水と言われたジェラは暫く悩み、水がある場所を思い出したのか顔を上げ立ち上がり愛理について来るように言った、愛理は彼と共に地下通路に向かう。



地下通路


トバッハの町地下通路、薄暗く、埃臭い一本道で無数に分かれ様々な場所に繋がる通路が存在する地下空間だ。


愛理を案内するジェラはとある場所で足を止める、目の前には貯水槽があり、少し汚いが水が溜まっている。


「どうだい?」


「うん大丈夫、これならあの子を召喚出来る」


「あの子?」


「それは作戦を実行する時のお楽しみだよ、さっ帰ろっか」


ニヤニヤとジェラに策を隠す愛理は彼の前を歩き、歩いて来た道を引き返す、ジェラは愛理が何をしようとしているのか気になりつつも、愛理の後ろを歩く。




宿


「って訳でお婆ちゃん達にはレッドスカルの建物の上から攻め込んで欲しいの」


ここは明日奈達が取った宿の一室、明日奈にこっぴどく叱られ正座でもしてなさいと言われた愛理は素直に正座をしつつ、仲間達に上から攻め込んで欲しいと頼む、愛理は明日奈達に上から攻めさせることでレッドスカルの者達を上と下から挟み込むつもりなのだ。
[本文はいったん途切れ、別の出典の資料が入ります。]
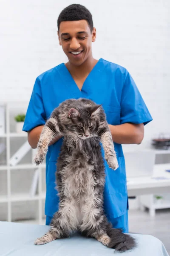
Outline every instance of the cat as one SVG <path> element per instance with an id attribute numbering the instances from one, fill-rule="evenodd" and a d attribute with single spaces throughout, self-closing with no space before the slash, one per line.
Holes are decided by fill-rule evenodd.
<path id="1" fill-rule="evenodd" d="M 59 135 L 64 137 L 56 173 L 59 210 L 49 230 L 34 244 L 43 244 L 79 231 L 108 247 L 122 251 L 132 249 L 134 239 L 113 228 L 103 209 L 105 175 L 100 142 L 109 167 L 116 170 L 118 163 L 102 105 L 83 98 L 61 103 L 41 134 L 34 157 L 37 164 L 42 163 L 48 144 Z"/>

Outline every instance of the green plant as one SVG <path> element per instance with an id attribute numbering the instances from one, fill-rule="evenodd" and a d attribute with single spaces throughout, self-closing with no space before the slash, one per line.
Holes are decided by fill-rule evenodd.
<path id="1" fill-rule="evenodd" d="M 19 114 L 15 116 L 15 121 L 17 122 L 24 122 L 26 115 L 25 114 Z"/>
<path id="2" fill-rule="evenodd" d="M 157 199 L 163 199 L 163 197 L 160 196 L 160 195 L 155 195 L 155 198 Z"/>

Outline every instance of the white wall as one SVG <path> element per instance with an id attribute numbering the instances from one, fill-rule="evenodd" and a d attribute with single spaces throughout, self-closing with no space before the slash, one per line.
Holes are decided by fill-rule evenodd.
<path id="1" fill-rule="evenodd" d="M 57 20 L 71 0 L 1 0 L 0 102 L 28 102 L 37 76 L 67 61 Z M 126 67 L 154 119 L 142 147 L 170 127 L 170 1 L 79 0 L 97 30 L 94 57 Z"/>

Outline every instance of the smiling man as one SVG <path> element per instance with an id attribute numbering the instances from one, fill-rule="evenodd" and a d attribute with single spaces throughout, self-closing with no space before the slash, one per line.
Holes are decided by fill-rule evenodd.
<path id="1" fill-rule="evenodd" d="M 53 110 L 66 99 L 85 98 L 102 104 L 112 135 L 119 168 L 115 172 L 105 162 L 105 213 L 114 227 L 128 232 L 128 198 L 122 144 L 140 144 L 144 126 L 152 120 L 132 77 L 127 70 L 102 58 L 93 57 L 92 44 L 96 30 L 84 6 L 73 4 L 58 19 L 59 43 L 68 58 L 36 79 L 23 130 L 28 132 L 31 146 L 37 146 L 45 121 Z M 45 214 L 49 225 L 58 209 L 55 190 L 56 162 L 62 143 L 57 137 L 46 156 Z"/>

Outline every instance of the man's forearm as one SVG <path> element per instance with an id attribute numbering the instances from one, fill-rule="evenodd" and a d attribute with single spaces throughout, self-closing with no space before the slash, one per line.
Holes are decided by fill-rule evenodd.
<path id="1" fill-rule="evenodd" d="M 36 148 L 37 147 L 40 135 L 43 127 L 44 125 L 40 125 L 35 127 L 28 132 L 28 140 L 32 148 Z M 56 137 L 50 143 L 49 145 L 52 145 L 61 138 L 61 136 Z"/>
<path id="2" fill-rule="evenodd" d="M 143 124 L 127 123 L 118 125 L 109 125 L 113 141 L 118 144 L 140 144 L 144 137 Z"/>

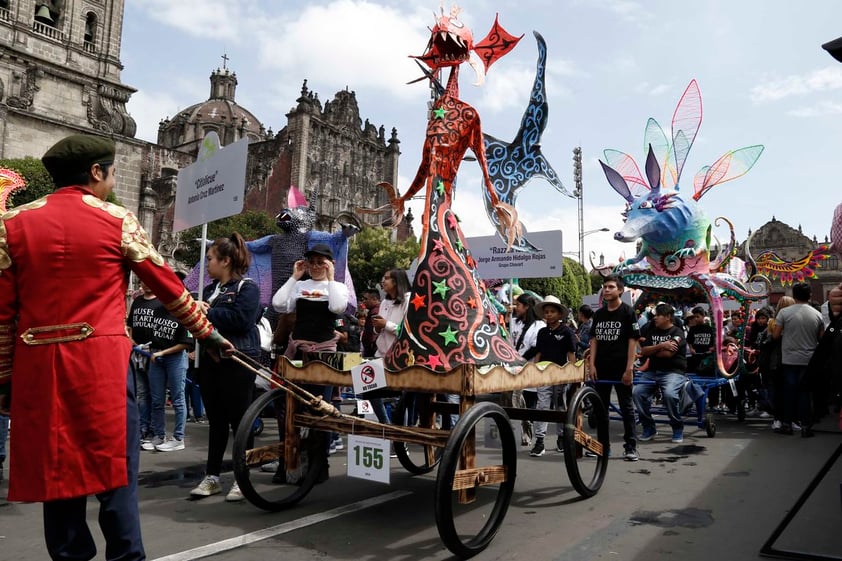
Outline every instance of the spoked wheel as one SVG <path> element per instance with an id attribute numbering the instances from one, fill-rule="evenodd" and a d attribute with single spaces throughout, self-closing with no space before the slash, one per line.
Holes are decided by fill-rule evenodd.
<path id="1" fill-rule="evenodd" d="M 596 495 L 608 468 L 608 412 L 596 390 L 576 392 L 564 427 L 564 466 L 570 483 L 583 497 Z"/>
<path id="2" fill-rule="evenodd" d="M 501 449 L 478 445 L 475 435 L 483 420 L 497 425 Z M 467 558 L 488 547 L 506 516 L 516 475 L 517 449 L 509 416 L 496 403 L 474 405 L 450 434 L 436 477 L 436 526 L 447 549 Z"/>
<path id="3" fill-rule="evenodd" d="M 311 429 L 298 431 L 298 451 L 294 458 L 284 458 L 278 424 L 264 423 L 255 434 L 253 426 L 269 405 L 283 411 L 286 392 L 275 389 L 258 397 L 246 410 L 234 437 L 234 477 L 243 496 L 256 507 L 268 511 L 288 508 L 301 499 L 327 475 L 327 434 Z M 272 469 L 277 462 L 277 467 Z"/>
<path id="4" fill-rule="evenodd" d="M 414 395 L 404 393 L 392 412 L 392 422 L 396 425 L 414 426 L 415 419 L 410 418 L 412 414 L 412 402 Z M 435 469 L 441 460 L 443 448 L 438 446 L 424 446 L 422 444 L 409 444 L 406 442 L 395 442 L 395 455 L 406 471 L 413 475 L 424 475 Z"/>

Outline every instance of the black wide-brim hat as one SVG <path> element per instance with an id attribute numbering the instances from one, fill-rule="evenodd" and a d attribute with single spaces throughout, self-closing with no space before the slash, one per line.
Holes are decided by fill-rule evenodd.
<path id="1" fill-rule="evenodd" d="M 327 244 L 317 243 L 304 252 L 304 257 L 310 257 L 311 255 L 321 255 L 322 257 L 327 257 L 333 261 L 333 250 L 330 249 L 330 246 Z"/>
<path id="2" fill-rule="evenodd" d="M 73 177 L 94 164 L 114 162 L 114 141 L 90 134 L 74 134 L 56 142 L 41 158 L 53 180 Z"/>

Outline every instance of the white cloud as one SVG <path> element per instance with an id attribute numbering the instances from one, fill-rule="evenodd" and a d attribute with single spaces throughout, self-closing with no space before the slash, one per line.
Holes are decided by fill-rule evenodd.
<path id="1" fill-rule="evenodd" d="M 842 88 L 842 68 L 828 66 L 806 74 L 770 78 L 751 89 L 751 100 L 755 103 L 777 101 L 795 95 L 824 92 Z"/>
<path id="2" fill-rule="evenodd" d="M 193 37 L 239 43 L 257 8 L 254 0 L 144 0 L 138 8 L 153 20 Z"/>
<path id="3" fill-rule="evenodd" d="M 787 115 L 792 115 L 793 117 L 824 117 L 840 114 L 842 114 L 842 103 L 833 101 L 821 101 L 816 105 L 798 107 L 787 111 Z"/>

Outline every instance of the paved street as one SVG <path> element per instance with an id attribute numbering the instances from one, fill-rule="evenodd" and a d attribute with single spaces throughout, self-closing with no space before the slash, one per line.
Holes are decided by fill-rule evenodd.
<path id="1" fill-rule="evenodd" d="M 571 488 L 561 453 L 531 458 L 521 448 L 505 522 L 477 558 L 761 559 L 764 543 L 842 446 L 842 435 L 828 430 L 812 439 L 781 436 L 768 422 L 738 423 L 724 415 L 718 425 L 715 438 L 688 427 L 680 445 L 670 443 L 668 429 L 662 429 L 655 441 L 641 444 L 639 462 L 612 459 L 605 485 L 588 500 Z M 611 430 L 616 450 L 622 427 L 612 422 Z M 452 559 L 435 525 L 435 472 L 413 477 L 397 460 L 391 484 L 383 485 L 348 478 L 347 450 L 339 452 L 330 460 L 330 480 L 281 513 L 226 503 L 223 495 L 188 500 L 202 476 L 206 431 L 207 425 L 189 424 L 186 450 L 142 455 L 149 559 Z M 223 475 L 226 490 L 232 480 L 230 472 Z M 772 548 L 842 558 L 840 482 L 842 460 Z M 6 486 L 0 484 L 4 496 Z M 95 526 L 94 500 L 89 520 Z M 40 505 L 0 500 L 0 558 L 45 559 L 41 524 Z"/>

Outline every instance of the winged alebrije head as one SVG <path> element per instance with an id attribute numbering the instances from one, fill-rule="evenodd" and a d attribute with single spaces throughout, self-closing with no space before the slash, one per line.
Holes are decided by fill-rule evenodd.
<path id="1" fill-rule="evenodd" d="M 495 17 L 491 31 L 482 41 L 474 45 L 473 33 L 459 19 L 461 11 L 458 6 L 454 5 L 450 8 L 450 13 L 445 14 L 444 6 L 441 6 L 441 13 L 435 16 L 436 23 L 430 29 L 431 35 L 430 41 L 427 43 L 427 50 L 423 55 L 413 58 L 420 60 L 436 71 L 469 62 L 473 55 L 482 61 L 487 71 L 497 59 L 511 51 L 523 37 L 523 35 L 515 37 L 509 34 Z M 476 70 L 481 73 L 478 68 Z"/>
<path id="2" fill-rule="evenodd" d="M 26 189 L 23 177 L 8 168 L 0 168 L 0 214 L 6 212 L 9 197 L 18 190 Z"/>

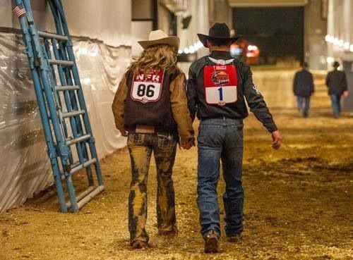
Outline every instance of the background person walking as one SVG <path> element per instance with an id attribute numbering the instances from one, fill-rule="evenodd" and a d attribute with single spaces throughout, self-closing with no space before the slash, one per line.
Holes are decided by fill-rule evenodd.
<path id="1" fill-rule="evenodd" d="M 348 90 L 346 75 L 345 72 L 338 70 L 340 63 L 335 61 L 333 66 L 333 70 L 329 72 L 326 77 L 326 86 L 331 98 L 333 117 L 338 118 L 341 113 L 341 97 L 347 97 Z"/>
<path id="2" fill-rule="evenodd" d="M 198 206 L 205 252 L 218 252 L 220 236 L 217 186 L 220 160 L 226 184 L 223 194 L 229 241 L 243 231 L 243 119 L 251 111 L 271 133 L 272 147 L 281 146 L 281 137 L 262 95 L 253 84 L 250 68 L 230 56 L 230 37 L 225 23 L 216 23 L 209 35 L 198 35 L 210 54 L 194 61 L 187 85 L 191 117 L 201 120 L 198 136 Z"/>
<path id="3" fill-rule="evenodd" d="M 307 70 L 308 64 L 304 62 L 302 69 L 295 73 L 293 92 L 297 96 L 298 110 L 303 112 L 304 118 L 308 117 L 310 109 L 310 97 L 314 92 L 313 75 Z"/>

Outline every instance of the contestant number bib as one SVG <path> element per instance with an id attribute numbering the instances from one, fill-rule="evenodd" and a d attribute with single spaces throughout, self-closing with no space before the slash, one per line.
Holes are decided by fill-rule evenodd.
<path id="1" fill-rule="evenodd" d="M 238 78 L 234 65 L 206 66 L 203 75 L 207 104 L 225 106 L 237 101 Z"/>
<path id="2" fill-rule="evenodd" d="M 138 74 L 133 75 L 131 87 L 131 99 L 142 103 L 158 101 L 162 92 L 164 69 L 152 70 L 145 74 L 140 70 Z"/>

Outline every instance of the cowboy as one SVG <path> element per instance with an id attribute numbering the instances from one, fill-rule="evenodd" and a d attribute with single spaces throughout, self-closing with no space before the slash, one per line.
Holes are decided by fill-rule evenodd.
<path id="1" fill-rule="evenodd" d="M 187 107 L 185 75 L 176 66 L 179 39 L 152 31 L 144 49 L 119 86 L 112 104 L 116 128 L 128 137 L 131 162 L 128 196 L 128 230 L 133 249 L 148 246 L 147 179 L 153 152 L 157 168 L 158 233 L 176 233 L 174 190 L 172 179 L 179 135 L 181 145 L 194 145 Z"/>
<path id="2" fill-rule="evenodd" d="M 226 184 L 223 194 L 225 234 L 229 241 L 235 242 L 243 231 L 243 119 L 248 116 L 245 99 L 257 119 L 271 133 L 274 149 L 281 146 L 281 136 L 253 84 L 250 68 L 230 56 L 230 44 L 239 37 L 231 37 L 228 26 L 217 23 L 210 29 L 209 35 L 198 36 L 210 54 L 191 64 L 187 97 L 193 120 L 196 114 L 200 120 L 197 203 L 205 252 L 210 253 L 219 250 L 217 185 L 220 159 Z"/>

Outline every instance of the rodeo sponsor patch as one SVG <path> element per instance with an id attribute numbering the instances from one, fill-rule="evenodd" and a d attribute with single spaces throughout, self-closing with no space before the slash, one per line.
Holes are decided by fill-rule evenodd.
<path id="1" fill-rule="evenodd" d="M 138 74 L 133 75 L 131 87 L 131 99 L 142 103 L 154 102 L 160 99 L 162 93 L 164 69 L 152 69 L 145 74 L 140 70 Z"/>
<path id="2" fill-rule="evenodd" d="M 207 104 L 225 106 L 237 101 L 238 78 L 234 65 L 206 66 L 203 75 Z"/>

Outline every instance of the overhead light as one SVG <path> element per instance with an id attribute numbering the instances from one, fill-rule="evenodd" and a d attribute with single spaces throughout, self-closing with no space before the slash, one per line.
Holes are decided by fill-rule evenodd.
<path id="1" fill-rule="evenodd" d="M 349 43 L 348 42 L 346 42 L 343 44 L 343 49 L 349 49 Z"/>
<path id="2" fill-rule="evenodd" d="M 334 61 L 335 59 L 333 57 L 328 57 L 328 58 L 326 59 L 328 63 L 332 63 Z"/>

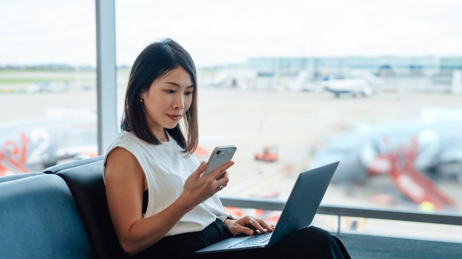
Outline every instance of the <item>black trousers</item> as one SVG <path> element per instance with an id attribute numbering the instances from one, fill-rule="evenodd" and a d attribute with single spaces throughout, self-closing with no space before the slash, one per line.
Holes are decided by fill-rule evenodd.
<path id="1" fill-rule="evenodd" d="M 277 228 L 277 227 L 276 227 Z M 309 227 L 299 230 L 269 247 L 196 255 L 201 248 L 232 236 L 225 224 L 217 219 L 202 231 L 165 237 L 135 258 L 285 259 L 351 258 L 342 242 L 324 230 Z"/>

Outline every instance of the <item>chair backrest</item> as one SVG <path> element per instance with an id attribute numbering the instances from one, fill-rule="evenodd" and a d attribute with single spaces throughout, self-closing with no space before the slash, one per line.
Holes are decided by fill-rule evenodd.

「レッドスカルの本部は四階建てみたいなんだけど一階は作戦開始時点で私が一網打尽にする、そして二階を自警団のみんなと私で、お婆ちゃん達は四階と三階を頼めるかな?」


「分かりました、任せて下さい」


愛理が無事に帰って来て嬉しくて仕方ないと言った様子のラフォリアは愛理の腕にくっ付きつつ、任せろと言った。


「まぁ、報酬も悪くないし、やってやるさ、任せな」


「うむ」


「仕方ないわね、良いわよ」


ラフォリアの他の仲間もやってくれるようだ、愛理はこれを聞いてホッと安心する。


「ありがとね!みんな、それじゃ私はあっちに戻るからまた後でね」


正座に疲れフラフラと立ち上がった愛理は部屋から出て行こうとするが、明日奈に抱き締められた。


「気を付けるのよ?愛理」


「えへへ、うん」


明日奈に抱き締めて貰って嬉しい愛理は微笑みつつ頷き、明日奈ももう一度強く抱き締めてから愛理を離す、そして愛理はトバッハ自警団に戻って行った。




地下通路、レッドスカル近く


ここはレッドスカルの地下進入路近く、愛理はここでアクエリアスを召喚する。


「さぁアクエリアス!やる事は分かるよね!」


「ああ、任せな!」


愛理の言葉にちょっと悪そうな顔で笑ったアクエリアスは手のひらを地下進入路に向ける。


「行きな!」


アクエリアスは手の平から大量の水を放出する、アクエリアスにコントロールされた水は彼女の後ろにいる愛理達の方には来ず、目の前に見える階段を駆け上って行く。


「三分ほどお願いね」


「了解」


アクエリアスは悪い笑顔のまま水を放出し続ける、これが愛理の策、水で一階の奴等一網打尽作戦である。